The first of these directions states that “Any lawyer wishing to file an application/petition is to file such application/petition via email address of the Bench Officer of the concerned Court along with an application requesting virtual hearing giving reason for urgency within 1 (one) page.” The tenth direction states that upon receipt of the case application or petition by email by the Bench Officer, “the Judge shall, upon considering the urgency of the matter, fix a date and time of hearing and accordingly inform the Bench Officer concerned.” From this, it becomes clear that individuals themselves are unable to file cases directly, rather it must be done through a lawyer. Additionally, not every case filed will necessarily be heard, rather the key determinant will be “urgency”. It is not yet clear what the Supreme Court judges would consider urgent. On the other hand, the Supreme Court also issued Practice Directions for Subordinate Courts and Tribunals, which specifically state that they are to only hear matters relating to bail petitions. The decision to treat bail hearings as a matter of priority is justifiable given that an astonishing 81.3 percent of our total prison population comprises pre-trial detainees, i.e. those who have not yet been found guilty of committing any offence (World Prison Brief, 2019).
However, what about the victims of severe human rights violations whose evidence is especially time-sensitive, such as victims of rape and domestic violence (which has reportedly shot up in the lockdown)? It is vital that they too are able to seek recourse through the virtual court system.
Notably, in the past, there have been modest attempts to digitalise our judiciary in the context of violence against women by both parliament and the Supreme Court, but without much in the way of results.
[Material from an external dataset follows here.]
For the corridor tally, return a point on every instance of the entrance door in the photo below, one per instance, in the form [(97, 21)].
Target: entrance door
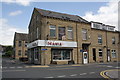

Section 20(6) of the Nari O Shishu Nirjatan Daman Ain 2000 (Amended 2003) commendably introduced in-camera trials for rape survivors. However, this is seldom, if ever, implemented, as it is not mandatory. Additionally, in Naripokkho and others vs. Bangladesh (2018), the High Court Division led by Justice Farah Mahbub (who also happens to be leading the committee established by the chief justice to reform High Court rules to facilitate virtual courts) issued a directive in 2018 requiring the government to launch a designated website “enabling the informant to register his/her complaint online”. Sadly, this website is yet to see the light of day.
The introduction of virtual courts undoubtedly marks the onset of a historic era for our judiciary. Whether it can live up to its potential, and maximise access to justice for those who need it the most, very much depends on our recognising it as not only a temporary solution for the present but also the permanent solution for the future.
Taqbir Huda is a Research Specialist at Bangladesh Legal Aid and Services Trust (BLAST).